Left: Robert Zimmerman, Democratic candidate for the 3rd Congressional District, on...

Left: Robert Zimmerman, Democratic candidate for the 3rd Congressional District, on March 14. Right: George Santos, Republican candidate for the 3rd Congressional District on June 12, 2020. Credit: James Escher

It’s not the sum of either candidate or his campaign. Neither has put it at the forefront of issues.

But for likely the first time, the two major-party candidates for a Long Island congressional seat are openly gay.

The rivals, Democrat Robert Zimmerman and Republican George Santos, are set to square off in November in the Island’s 3rd Congressional District to replace Rep. Tom Suozzi (D-Glen Cove) after Zimmerman won a five-way primary Tuesday. The district covers Nassau County’s North Shore, though it dips south to Massapequa, and has a sliver of northeast Queens County.
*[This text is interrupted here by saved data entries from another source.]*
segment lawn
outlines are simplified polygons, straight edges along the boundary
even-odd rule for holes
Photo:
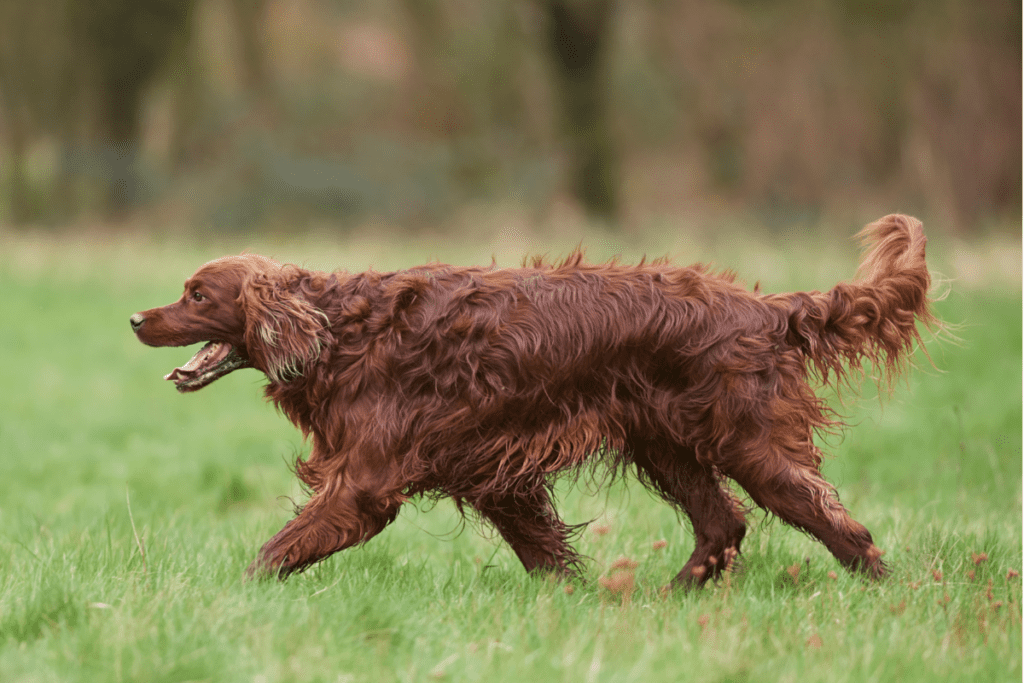
[[[969,277],[989,252],[941,240],[933,262],[968,273],[937,305],[960,342],[930,343],[934,367],[919,356],[881,402],[870,384],[849,397],[853,426],[826,444],[888,581],[757,513],[741,572],[666,594],[693,547],[684,520],[636,482],[586,480],[559,506],[594,520],[578,541],[586,585],[526,576],[445,502],[406,505],[366,546],[285,583],[242,581],[302,500],[289,466],[305,445],[255,371],[177,394],[161,377],[190,352],[139,344],[128,316],[243,247],[361,270],[511,264],[579,239],[0,233],[0,681],[1020,680],[1019,271]],[[584,239],[595,258],[713,257],[767,291],[855,268],[846,244]],[[635,569],[613,568],[621,558]],[[602,585],[624,571],[632,581]]]

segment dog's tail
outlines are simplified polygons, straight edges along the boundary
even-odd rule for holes
[[[858,237],[869,251],[853,282],[789,295],[787,341],[803,350],[824,382],[843,383],[847,367],[860,371],[868,359],[891,387],[915,342],[921,344],[917,322],[937,322],[928,299],[927,239],[919,220],[899,214],[871,223]]]

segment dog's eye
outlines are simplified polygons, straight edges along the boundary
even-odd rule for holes
[[[192,292],[192,301],[203,301],[205,299],[206,297],[203,296],[203,293],[200,292],[199,290]]]

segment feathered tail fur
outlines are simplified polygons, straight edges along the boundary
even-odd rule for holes
[[[936,324],[928,299],[927,239],[919,220],[900,214],[871,223],[858,237],[868,251],[857,279],[824,293],[790,295],[790,342],[824,382],[844,383],[848,368],[857,371],[868,359],[878,379],[891,385],[921,342],[917,322]]]

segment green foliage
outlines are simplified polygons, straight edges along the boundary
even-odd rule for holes
[[[826,467],[887,550],[887,582],[755,521],[740,572],[666,595],[688,529],[635,483],[584,481],[559,497],[568,521],[595,520],[579,540],[586,585],[527,577],[444,502],[407,505],[370,544],[287,583],[245,583],[291,516],[287,497],[301,501],[288,470],[300,436],[252,371],[178,395],[160,377],[189,351],[146,348],[127,320],[170,301],[208,254],[12,249],[0,264],[2,681],[1021,676],[1016,292],[955,289],[939,313],[962,344],[931,344],[936,368],[920,357],[883,405],[869,386],[848,400],[853,426]],[[633,587],[606,588],[620,557],[639,563]]]

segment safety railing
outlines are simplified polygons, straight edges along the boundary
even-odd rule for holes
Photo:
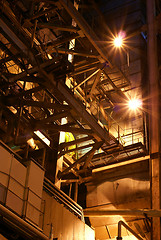
[[[63,191],[58,189],[50,180],[44,178],[44,190],[50,195],[52,195],[56,201],[63,204],[70,212],[73,212],[82,221],[84,220],[83,209],[75,201],[73,201],[69,196],[67,196]]]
Zimmerman said the campaign will be about “mainstream values versus extreme values,” citing gun safety, voting laws and abortion rights as key issues. Protecting gay rights will be a part of that too, he said.
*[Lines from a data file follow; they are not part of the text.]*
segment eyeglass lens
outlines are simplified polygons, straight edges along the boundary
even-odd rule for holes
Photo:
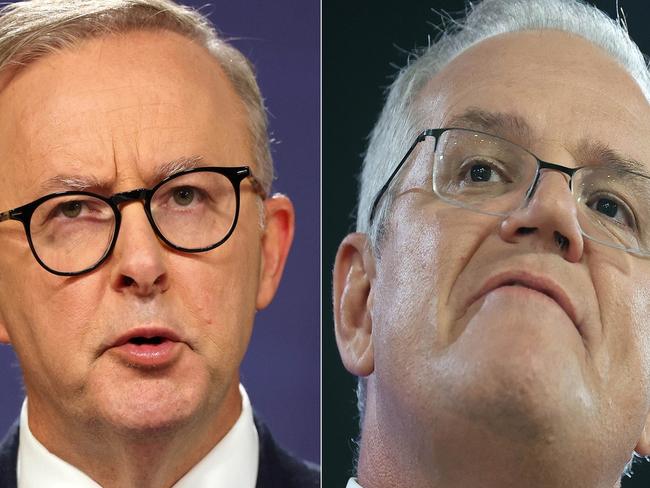
[[[202,249],[221,241],[232,228],[237,200],[220,173],[189,173],[168,181],[151,199],[151,215],[176,247]]]
[[[200,250],[231,231],[237,199],[228,177],[214,172],[182,174],[156,189],[151,215],[158,231],[173,246]],[[30,233],[34,251],[54,271],[75,273],[93,267],[110,248],[116,215],[104,200],[63,195],[34,211]]]
[[[433,163],[434,192],[480,213],[505,216],[525,205],[539,171],[537,158],[524,148],[470,130],[446,130],[437,141],[427,137],[421,144],[418,158]],[[585,236],[615,248],[650,252],[644,203],[650,180],[606,166],[584,167],[574,174],[572,191]]]

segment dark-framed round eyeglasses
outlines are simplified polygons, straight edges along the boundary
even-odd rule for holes
[[[22,222],[36,261],[50,273],[90,272],[111,254],[120,231],[119,206],[133,200],[167,246],[197,253],[228,240],[237,225],[241,182],[266,194],[248,166],[202,167],[176,173],[153,188],[105,197],[87,191],[52,193],[0,213],[0,222]]]
[[[418,161],[431,166],[434,194],[456,207],[506,217],[532,198],[544,171],[568,176],[582,234],[605,246],[650,256],[650,177],[638,163],[610,159],[568,168],[544,161],[499,136],[464,128],[426,129],[410,146],[370,211],[372,225],[379,203],[400,169],[419,147]]]

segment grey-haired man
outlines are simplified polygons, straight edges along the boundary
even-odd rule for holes
[[[649,95],[574,1],[485,0],[400,73],[334,270],[348,486],[612,488],[650,454]]]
Santos said he’ll focus on crime, inflation and energy efficiency. He said it’s about “protecting the American dream.”

But while they disagree on abortion, Donald Trump and Joe Biden, in separate interviews Wednesday they agreed that in 2022, their personal sexual orientation won’t be the issue — unlike campaigns in America’s not too distant past.

“I’m gay. I’m Latino. I’m a Jew. But I don’t really run on those issues,” Santos, 34, said. “If this really a record or history in the making … hey, cool, but it’s not an issue for me.”

“The fact that we’re both gay is not the issue,” said Zimmerman, 67. But while personal orientation isn’t an issue, he said advocacy will be because recent court decisions have raised the possibility of a rollback of gay rights.

“This issue does highlight a very important distinction between George Santos and myself,” Zimmerman said. “I’m the only one advocating for the rights of the LGBTQ+ agenda and George Santos is advocating for the Trump agenda.”

It was just 18 years ago that gay rights and gay marriage was a wedge issue Republican George W. Bush used against Democrat John Kerry in the presidential election, said Bruce Gyory, a former adviser to two New York governors. Even some high-profile Democrats side-stepped or balked on the issue then.

Now, Gyory said, “In suburban communities, the notion of there being a problem because you were openly gay has not only melted, it’s all but disappeared.”

Speaking directly about the Zimmerman-Santos contest, he added: “It’s not like the conservative wing of the Republican Party is fleeing Santos on this or that it came up in the Zimmerman primary at all. And it’s obvious it’s not going to come up in the general election and we can take pride in that.”

Lawrence Levy, executive dean of Hofstra University’s Center for Suburban Studies, said that two openly gay candidates are competing for an Island seat reflects changes in demographics and attitudes.

“The way the candidates are approaching it — which is not to run away from who they are but not to make the forefront of their campaign — reflects the moderate sensibilities of the voters they are appealing to,” Levy said.

Zimmerman has long been active in Island and state politics. He’s run a high-profile public relations firm and serves on the Democratic National Committee. He said he grew up (mostly in Great Neck) as a “closeted gay man in the ‘70s.”

“Growing up, as I did, the idea that we’d have a representative from Long Island and Queens that would be a member of the LGBTQ+ community was unimaginable,” Zimmerman said. “And now, that I’m in a position where I might very well play that unique and historic role is very meaningful to me. And very moving to me, especially knowing how I had to grow up.”

The Victory Fund, a political-action committee that tries to help elect LGBTQ+ candidates, had endorsed Zimmerman and cheered his win in the primary. It said there are currently 11 openly gay Congress members.

Santos was born in Jackson Heights and now lives in Whitestone, Queens. He ran for Congress against Suozzi in 2020 but lost 56% to 44%. His campaign biography notes he’s worked as a Wall Street investor and financier. It also notes he lives with his husband. But he says voters don’t care about that in this election cycle.

“My personal life doesn’t play a role in my campaign. Nobody cares who my partner is,” Santos said. “It doesn’t change the bottom line for Americans. It doesn’t mitigate inflation. It doesn’t lower taxes. Frankly, that’s what this race should be about. Anything we talk about outside those issues is a distraction.”